今後は平成24年度に得られた結果のメカニズム解明に主眼をおき、in vitroも併せた評価も予定している。メカニズムの解明ために、当初予定していた免疫組織染色・ウェスタンブロットによる評価に加え、免疫電子顕微鏡や走査型・透過型電子顕微鏡、マイクロアレイによる解析なども用いていく予定である。本研究の最終目標は、蛋白尿発症機序の解明および新規治療法の開発である。得られた結果は、学内の研究協力者と適宜討論を行い、研究成果は、国際学会での報告、欧米紙への投稿を行っていこうと考えている。
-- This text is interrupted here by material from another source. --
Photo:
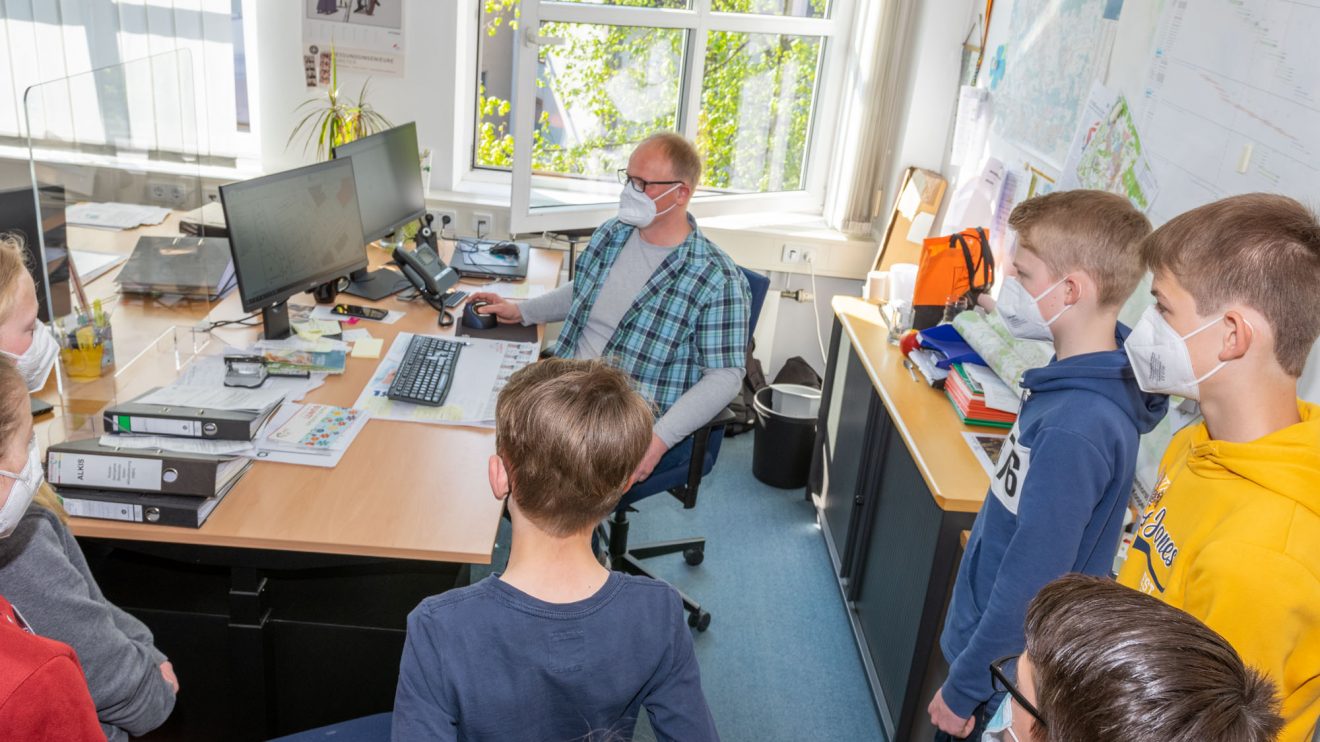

消耗品:昨年度の結果を解析するために、ポドサイトのアポトーシス解析用試薬、ポドサイト関連蛋白とオートファジー関連蛋白の解析に必要な各種抗体の購入を予定している。蛋白尿の正確な評価のため、アルブミン尿測定キットの購入費用も昨年に引き続き必要である。また、研究の進行度によりマイクロアレイによる解析費用や統計・画像解析用ソフトの購入費用に充てることも検討している。旅費:国外出張についてはアメリカ腎臓学会で成果を発表するための旅費を予定している。